The 12 soldiers participating in the convoy training exercise near Owl Creek were on a dirt road parallel to a paved road that the base had closed because of the risk of flooding when a rush of water overturned their vehicle, the Associated Press reported.

Two bodies were found in the vehicle and three others were found downstream from it hours later, the news organization reported. The last four missing soldiers were found dead downstream Friday, it reported.

The Army said the circumstances of the accident are unknown. Its lead agency on safety and occupational health -- the Army Combat Readiness Center -- has dispatched a team to the installation to investigate the circumstances of the deaths and possibly how to handle similar risky training conditions in the future, according to AP.

But that investigation may take several months. Four soldiers at Fort Hood last November were killed in a UH-60 Black Hawk helicopter crash during a routine training exercise -- an incident the agency is still investigating, according to AP.

The Army released the following biographical details about the deceased soldiers.

Colonvazquez, 38, of Brooklyn, New York, entered service in July 2003 as a motor transport operator. He served two tours of duty in Iraq and another two tours in Afghanistan. He received multiple awards and decorations, including five Army Commendation Medals, five Army Achievement Medals, three Army Good Conduct Medals, National Defense Service Medal and others.

Armstrong, 27, of Twentynine Palms, California, joined the Army in February 2014 as a motor transport operator. She received a National Defense Service Medal, Global War on Terrorism Service Medal, Korea Defense Service Medal, Army Service Ribbon and Overseas Service Ribbon.

Sun, 25, of Monterey Park, California, entered service in October 2013 as a motor transport operator. Sun received the National Defense Service Medal, Global War on Terrorism Medal, Korea Defense Service Medal, Army Service Ribbon, and Overseas Service Ribbon.

Banner, 22, of Milton, Florida, entered service in March 2014 as a motor transport operator. He received a National Defense Service Medal, Global War on Terrorism Service Medal, Korea Defense Service Medal, Army Service Ribbon, Overseas Service Ribbon and the Marksmanship Qualification Badge-Sharpshooter with Carbine.

Fuller, 23, of Palmetto, Florida, joined the Army in November 2015 as a motor transport operator. He received National Defense Service Medal, Global War on Terrorism Service Medal and Army Service Ribbon.

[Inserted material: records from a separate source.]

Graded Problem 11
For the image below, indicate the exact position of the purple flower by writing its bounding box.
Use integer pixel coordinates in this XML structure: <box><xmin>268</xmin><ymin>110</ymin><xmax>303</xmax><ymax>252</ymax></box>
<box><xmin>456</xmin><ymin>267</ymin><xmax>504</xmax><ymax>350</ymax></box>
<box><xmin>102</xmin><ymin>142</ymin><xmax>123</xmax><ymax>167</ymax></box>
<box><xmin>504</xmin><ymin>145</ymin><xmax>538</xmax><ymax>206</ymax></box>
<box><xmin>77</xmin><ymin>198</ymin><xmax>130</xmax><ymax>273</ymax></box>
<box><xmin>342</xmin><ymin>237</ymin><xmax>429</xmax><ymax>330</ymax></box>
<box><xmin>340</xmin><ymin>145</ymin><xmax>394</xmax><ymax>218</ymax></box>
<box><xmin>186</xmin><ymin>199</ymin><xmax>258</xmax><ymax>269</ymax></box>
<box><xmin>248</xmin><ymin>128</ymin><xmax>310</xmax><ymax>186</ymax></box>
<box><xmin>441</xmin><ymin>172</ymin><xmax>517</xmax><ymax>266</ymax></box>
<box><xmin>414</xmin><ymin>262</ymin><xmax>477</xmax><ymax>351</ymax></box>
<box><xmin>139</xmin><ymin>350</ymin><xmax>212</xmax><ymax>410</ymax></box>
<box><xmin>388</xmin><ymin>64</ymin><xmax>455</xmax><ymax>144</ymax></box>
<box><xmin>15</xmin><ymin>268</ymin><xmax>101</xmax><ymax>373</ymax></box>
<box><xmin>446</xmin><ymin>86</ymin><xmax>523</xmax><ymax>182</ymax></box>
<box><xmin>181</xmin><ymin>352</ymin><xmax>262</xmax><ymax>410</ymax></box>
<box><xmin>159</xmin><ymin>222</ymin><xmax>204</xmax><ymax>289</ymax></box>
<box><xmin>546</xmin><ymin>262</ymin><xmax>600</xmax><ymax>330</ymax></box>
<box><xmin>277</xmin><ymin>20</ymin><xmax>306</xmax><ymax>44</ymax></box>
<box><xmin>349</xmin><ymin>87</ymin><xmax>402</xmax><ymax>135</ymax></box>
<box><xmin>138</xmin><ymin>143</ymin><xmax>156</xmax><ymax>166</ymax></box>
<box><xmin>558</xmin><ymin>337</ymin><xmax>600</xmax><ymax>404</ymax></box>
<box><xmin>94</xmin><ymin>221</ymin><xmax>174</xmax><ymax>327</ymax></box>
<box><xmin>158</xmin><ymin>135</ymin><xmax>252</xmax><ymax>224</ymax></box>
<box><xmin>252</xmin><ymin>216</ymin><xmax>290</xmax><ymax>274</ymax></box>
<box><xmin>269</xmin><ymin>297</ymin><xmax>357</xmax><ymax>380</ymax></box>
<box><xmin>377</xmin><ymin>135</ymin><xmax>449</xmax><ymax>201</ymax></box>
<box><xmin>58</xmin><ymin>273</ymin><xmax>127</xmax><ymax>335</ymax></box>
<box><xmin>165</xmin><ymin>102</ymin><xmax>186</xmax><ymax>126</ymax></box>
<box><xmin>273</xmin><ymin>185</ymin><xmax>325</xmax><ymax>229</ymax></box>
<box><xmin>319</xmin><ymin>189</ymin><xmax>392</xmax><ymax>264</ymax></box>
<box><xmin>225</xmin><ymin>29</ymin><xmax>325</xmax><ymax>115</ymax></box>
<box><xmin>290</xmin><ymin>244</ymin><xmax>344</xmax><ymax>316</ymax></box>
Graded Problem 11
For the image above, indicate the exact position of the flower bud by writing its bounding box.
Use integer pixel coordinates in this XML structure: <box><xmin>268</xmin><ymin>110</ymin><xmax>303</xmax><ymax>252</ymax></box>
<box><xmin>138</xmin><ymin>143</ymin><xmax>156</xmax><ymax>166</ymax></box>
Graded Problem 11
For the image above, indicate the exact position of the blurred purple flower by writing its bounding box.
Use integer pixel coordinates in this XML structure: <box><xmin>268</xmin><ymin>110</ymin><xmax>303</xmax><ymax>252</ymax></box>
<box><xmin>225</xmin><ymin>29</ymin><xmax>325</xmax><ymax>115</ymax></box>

Deleon, 19, of San Angelo, Texas, entered service in November 2015 as a motor transport operator. He received a National Defense Service Medal, Global War on Terrorism Service Medal and the Army Service Ribbon.

Gates, 20, of Dunn, North Carolina, joined the Army in December 2015 as a motor transport operator. She was homecoming queen during her senior year at Triton High School in North Carolina and often returned to help the junior ROTC team drill, according to WRAL News. Her awards and decorations include a National Defense Service Medal, Global War on Terrorism Medal and Army Service Ribbon.

James, 21, of Jersey City, New Jersey, entered service in November 2015 as a motor transport operator. Her awards and decorations include a National Defense Service Medal, Global War on Terrorism Medal and Army Service Ribbon.

Winey, 21, of Valparaiso, Indiana, was a cadet at the United States Military Academy. He reported to West Point on July 2, 2014, and was a member of the Class of 2018, assigned to Company B, First Regiment. He was a graduate of Chesterton High School in Chesterton, Indiana.

Editor's note: This story was updated to include the name of the ninth soldier.